Jamelle Bouie agrees with this:
The Republican Party's rigid conservatism is completely inhospitable to progressive ideas, and a federal government dominated by these figures and a Republican White House is vastly more likely to start needless wars and redistribute wealth from the bottom to the top. A GOP raised on lies and mired in extremism is helpful in the short-run but dangerous for the future; liberals don't have to help moderate Republicans -- or even like them -- but they should at least appreciate their value.Lemieux dissents:
Given that if he won Castle could be expected to vote as a teabagger when it matters, isn’t it better not only for the Democrats but for electoral accountability if an actual unapologetic teabagger runs for the seat, rather than the bait-and-switch the Republicans preferred?
Given all this, on the proposition that Democrats should be unhappy about a certain near-term advantage because of speculative long-term effects that a Castle win in the primary wouldn’t have done anything to advance anyway, I vote “no.” O’Donnell’s win is, in fact, excellent news for the Democrats.

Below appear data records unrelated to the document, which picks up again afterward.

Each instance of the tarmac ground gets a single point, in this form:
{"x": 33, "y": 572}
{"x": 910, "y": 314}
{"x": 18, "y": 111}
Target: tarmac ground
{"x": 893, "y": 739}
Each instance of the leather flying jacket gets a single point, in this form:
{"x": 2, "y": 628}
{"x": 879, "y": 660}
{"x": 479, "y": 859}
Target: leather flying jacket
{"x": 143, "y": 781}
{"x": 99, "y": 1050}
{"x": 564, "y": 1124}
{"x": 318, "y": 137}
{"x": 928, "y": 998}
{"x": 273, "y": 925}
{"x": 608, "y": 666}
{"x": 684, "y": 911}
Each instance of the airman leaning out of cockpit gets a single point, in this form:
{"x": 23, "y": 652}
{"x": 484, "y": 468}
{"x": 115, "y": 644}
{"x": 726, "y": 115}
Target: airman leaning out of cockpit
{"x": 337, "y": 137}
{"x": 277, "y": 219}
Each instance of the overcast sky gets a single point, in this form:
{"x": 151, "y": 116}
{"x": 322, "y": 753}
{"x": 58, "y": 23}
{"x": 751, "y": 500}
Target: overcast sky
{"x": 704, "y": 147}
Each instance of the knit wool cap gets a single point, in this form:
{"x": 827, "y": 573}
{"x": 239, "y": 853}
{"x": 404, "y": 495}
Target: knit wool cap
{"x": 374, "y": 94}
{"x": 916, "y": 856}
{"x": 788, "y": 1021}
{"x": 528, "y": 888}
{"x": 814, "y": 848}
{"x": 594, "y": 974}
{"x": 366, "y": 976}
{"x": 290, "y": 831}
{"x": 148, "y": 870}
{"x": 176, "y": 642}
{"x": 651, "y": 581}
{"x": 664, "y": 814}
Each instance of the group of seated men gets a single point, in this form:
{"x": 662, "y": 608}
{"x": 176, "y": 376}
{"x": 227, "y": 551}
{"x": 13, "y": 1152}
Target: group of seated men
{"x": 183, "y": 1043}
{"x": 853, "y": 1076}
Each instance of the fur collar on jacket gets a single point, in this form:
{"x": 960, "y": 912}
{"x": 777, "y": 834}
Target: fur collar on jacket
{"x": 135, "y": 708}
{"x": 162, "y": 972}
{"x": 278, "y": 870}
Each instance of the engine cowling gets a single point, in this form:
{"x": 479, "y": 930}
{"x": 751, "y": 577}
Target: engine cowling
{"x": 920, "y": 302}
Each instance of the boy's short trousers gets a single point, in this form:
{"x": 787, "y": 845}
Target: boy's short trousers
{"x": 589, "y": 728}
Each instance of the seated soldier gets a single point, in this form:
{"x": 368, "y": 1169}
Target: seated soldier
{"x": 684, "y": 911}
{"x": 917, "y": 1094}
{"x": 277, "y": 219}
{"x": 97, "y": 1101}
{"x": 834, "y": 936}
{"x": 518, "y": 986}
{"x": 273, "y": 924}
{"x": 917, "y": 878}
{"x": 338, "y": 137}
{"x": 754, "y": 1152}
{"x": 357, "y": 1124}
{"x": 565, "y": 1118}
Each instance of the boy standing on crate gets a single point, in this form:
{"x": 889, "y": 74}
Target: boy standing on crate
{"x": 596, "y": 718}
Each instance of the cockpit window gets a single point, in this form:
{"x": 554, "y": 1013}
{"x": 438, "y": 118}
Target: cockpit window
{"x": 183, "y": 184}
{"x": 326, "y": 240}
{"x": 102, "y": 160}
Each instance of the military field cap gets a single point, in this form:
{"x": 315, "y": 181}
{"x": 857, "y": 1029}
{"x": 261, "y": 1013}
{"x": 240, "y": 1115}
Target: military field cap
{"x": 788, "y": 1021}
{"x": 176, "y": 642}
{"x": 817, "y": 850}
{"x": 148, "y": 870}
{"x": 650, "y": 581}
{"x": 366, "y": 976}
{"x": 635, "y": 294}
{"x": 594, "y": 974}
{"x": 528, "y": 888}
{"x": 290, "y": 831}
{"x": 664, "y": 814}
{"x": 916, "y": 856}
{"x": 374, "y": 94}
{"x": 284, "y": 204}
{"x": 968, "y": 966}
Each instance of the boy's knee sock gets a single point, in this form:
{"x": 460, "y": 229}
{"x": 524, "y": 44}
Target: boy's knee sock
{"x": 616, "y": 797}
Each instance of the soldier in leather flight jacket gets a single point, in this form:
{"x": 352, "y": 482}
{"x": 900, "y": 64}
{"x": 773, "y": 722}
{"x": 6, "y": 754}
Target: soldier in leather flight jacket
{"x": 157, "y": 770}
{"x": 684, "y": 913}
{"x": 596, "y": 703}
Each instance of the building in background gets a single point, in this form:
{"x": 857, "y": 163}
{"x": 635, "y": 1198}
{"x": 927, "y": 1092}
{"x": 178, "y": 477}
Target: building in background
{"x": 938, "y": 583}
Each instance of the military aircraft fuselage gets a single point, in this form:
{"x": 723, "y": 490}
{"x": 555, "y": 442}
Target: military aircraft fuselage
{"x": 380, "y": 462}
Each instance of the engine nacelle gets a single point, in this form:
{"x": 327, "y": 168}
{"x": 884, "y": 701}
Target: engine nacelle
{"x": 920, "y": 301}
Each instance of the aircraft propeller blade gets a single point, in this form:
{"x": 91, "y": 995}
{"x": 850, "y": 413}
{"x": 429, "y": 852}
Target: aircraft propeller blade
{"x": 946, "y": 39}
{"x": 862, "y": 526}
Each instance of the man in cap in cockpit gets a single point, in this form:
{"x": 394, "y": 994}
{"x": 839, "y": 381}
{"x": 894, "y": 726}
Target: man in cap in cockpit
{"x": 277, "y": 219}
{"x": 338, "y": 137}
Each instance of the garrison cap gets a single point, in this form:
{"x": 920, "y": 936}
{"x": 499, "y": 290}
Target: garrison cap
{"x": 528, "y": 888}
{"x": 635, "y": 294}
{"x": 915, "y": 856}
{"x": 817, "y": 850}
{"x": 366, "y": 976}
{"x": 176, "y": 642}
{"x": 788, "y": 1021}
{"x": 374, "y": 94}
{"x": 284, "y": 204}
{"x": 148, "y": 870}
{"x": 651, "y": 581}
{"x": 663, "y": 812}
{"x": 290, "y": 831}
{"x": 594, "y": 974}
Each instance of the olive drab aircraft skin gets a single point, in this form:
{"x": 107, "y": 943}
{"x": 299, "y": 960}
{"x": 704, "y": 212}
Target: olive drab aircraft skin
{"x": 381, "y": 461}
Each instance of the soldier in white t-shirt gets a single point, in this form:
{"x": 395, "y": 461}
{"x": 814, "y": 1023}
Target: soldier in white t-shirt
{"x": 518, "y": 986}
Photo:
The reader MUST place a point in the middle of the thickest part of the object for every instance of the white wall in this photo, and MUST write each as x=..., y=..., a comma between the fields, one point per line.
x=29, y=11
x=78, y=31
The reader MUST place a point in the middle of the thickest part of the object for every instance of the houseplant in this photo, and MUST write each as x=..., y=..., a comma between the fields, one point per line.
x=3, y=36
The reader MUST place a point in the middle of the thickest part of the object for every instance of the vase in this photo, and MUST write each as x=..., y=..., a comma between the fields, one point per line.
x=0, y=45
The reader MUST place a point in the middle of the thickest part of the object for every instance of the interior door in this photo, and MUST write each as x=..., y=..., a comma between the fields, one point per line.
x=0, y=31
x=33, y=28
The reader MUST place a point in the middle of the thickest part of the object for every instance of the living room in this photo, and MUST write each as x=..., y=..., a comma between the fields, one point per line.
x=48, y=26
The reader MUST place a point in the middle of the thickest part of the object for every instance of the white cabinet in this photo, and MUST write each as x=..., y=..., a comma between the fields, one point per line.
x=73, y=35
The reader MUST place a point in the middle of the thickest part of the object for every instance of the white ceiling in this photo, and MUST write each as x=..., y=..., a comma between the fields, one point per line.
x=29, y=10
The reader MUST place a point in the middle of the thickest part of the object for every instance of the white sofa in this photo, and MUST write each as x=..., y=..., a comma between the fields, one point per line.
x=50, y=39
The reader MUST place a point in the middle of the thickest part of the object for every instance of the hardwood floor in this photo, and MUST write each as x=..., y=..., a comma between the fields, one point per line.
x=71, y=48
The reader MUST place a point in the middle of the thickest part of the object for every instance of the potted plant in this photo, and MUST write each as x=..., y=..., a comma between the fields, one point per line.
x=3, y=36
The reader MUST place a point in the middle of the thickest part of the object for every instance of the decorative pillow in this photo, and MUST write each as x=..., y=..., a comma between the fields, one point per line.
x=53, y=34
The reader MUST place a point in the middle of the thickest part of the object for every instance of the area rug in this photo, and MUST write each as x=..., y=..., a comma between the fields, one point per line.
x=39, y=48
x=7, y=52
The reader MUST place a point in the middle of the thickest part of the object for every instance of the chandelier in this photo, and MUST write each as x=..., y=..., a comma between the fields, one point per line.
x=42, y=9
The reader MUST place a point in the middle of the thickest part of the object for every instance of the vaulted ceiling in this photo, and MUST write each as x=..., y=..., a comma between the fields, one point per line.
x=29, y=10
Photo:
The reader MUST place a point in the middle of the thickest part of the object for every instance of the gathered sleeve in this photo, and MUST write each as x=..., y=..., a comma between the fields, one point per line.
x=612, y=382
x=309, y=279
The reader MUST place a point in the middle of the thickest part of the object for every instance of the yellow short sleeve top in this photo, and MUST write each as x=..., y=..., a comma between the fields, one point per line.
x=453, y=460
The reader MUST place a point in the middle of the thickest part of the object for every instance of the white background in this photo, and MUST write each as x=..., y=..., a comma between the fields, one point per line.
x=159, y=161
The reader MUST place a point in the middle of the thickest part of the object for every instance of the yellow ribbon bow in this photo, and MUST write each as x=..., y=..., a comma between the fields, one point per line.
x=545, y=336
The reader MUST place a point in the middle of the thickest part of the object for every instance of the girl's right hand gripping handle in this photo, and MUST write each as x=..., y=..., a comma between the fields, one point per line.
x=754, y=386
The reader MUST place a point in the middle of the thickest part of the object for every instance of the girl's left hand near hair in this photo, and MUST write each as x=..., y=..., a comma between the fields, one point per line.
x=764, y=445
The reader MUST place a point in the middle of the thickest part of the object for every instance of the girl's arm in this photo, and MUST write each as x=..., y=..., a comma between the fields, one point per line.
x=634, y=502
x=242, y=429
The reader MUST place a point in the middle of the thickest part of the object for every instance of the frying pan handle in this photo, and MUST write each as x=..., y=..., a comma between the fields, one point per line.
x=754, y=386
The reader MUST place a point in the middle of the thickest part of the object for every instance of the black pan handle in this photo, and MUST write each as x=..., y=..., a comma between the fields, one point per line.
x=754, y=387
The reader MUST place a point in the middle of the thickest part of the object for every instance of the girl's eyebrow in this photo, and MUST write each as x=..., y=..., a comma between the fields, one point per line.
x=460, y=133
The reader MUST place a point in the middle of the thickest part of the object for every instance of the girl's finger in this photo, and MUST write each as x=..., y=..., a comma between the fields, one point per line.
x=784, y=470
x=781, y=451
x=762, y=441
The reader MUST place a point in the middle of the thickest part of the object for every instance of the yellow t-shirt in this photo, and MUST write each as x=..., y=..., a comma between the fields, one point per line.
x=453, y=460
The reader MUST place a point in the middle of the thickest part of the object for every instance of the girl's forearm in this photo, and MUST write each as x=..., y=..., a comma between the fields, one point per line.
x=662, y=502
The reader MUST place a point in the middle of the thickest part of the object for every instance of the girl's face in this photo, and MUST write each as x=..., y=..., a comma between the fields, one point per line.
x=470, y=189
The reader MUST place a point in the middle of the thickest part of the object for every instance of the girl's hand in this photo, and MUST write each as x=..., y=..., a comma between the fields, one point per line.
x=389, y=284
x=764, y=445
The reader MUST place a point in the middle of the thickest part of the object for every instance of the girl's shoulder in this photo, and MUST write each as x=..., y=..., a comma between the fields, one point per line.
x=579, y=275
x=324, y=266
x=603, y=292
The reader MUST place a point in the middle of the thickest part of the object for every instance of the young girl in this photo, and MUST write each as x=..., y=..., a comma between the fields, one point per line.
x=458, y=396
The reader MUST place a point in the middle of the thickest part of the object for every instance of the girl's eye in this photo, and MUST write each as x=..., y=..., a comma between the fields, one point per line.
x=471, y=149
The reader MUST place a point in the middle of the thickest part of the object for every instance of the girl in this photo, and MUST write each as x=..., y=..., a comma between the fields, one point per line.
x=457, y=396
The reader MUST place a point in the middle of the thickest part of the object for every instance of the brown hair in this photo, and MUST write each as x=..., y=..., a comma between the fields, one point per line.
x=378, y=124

I think the basic answer is that everyone is right here. There's no question that Castle's loss is a huge win for the Democrats. The Tea Party has killed Republican chances of picking of the Senate.
Or at least, I think they have. The reality is, no one knows what's going to happen this year. I really believe with Yglesias that the extremist takeover of the Republican Party is horrible for America. The media always presents two sides to every story. When one side is insane or extreme, it legitimizes it.
Let us review the climate change debate for a refresher on how this goes:
Reporter: Mr. Climatologist, is climate change for real?
Mr. Climatologist: Almost certainly. The vast majority of scientific evidence suggests that humans are causing a rapid change in the Earth's climate. Not a single peer-reviewed article suggests otherwise.
Reporter: Very interesting. Mr. Skeptic, what do you think about this evidence?
Mr. Skeptic: Absurd. We used to ride dinosaurs! Also, Jesus. Hey, there's some play-dough I can eat!
Reporter: You've heard both sides of the debate. What do you think?
These Tea Party ideas are presented pretty much the same. Rand Paul and Christine O'Donnell legitimize extremist ideas for the public. This is terrible for the nation in the long-term
Plus, there's always the chance that some of these people get elected. Paul is almost certainly going to win. Sharron Angle in Nevada may well do so. Delaware is neither Kentucky nor Nevada, but while O'Donnell probably loses, I wouldn't discount her ability to build a grassroots campaign and at least make it close.
Of course, as Lemieux points out, you can't predict the future with too much confidence. What seems good now may be terrible in the future. Or the other way around. And really, Castle and O'Connell would have voted the same 90% of the time anyway.
So it is a Democratic victory in Delaware. But one that I do believe has ominous overtones for the future.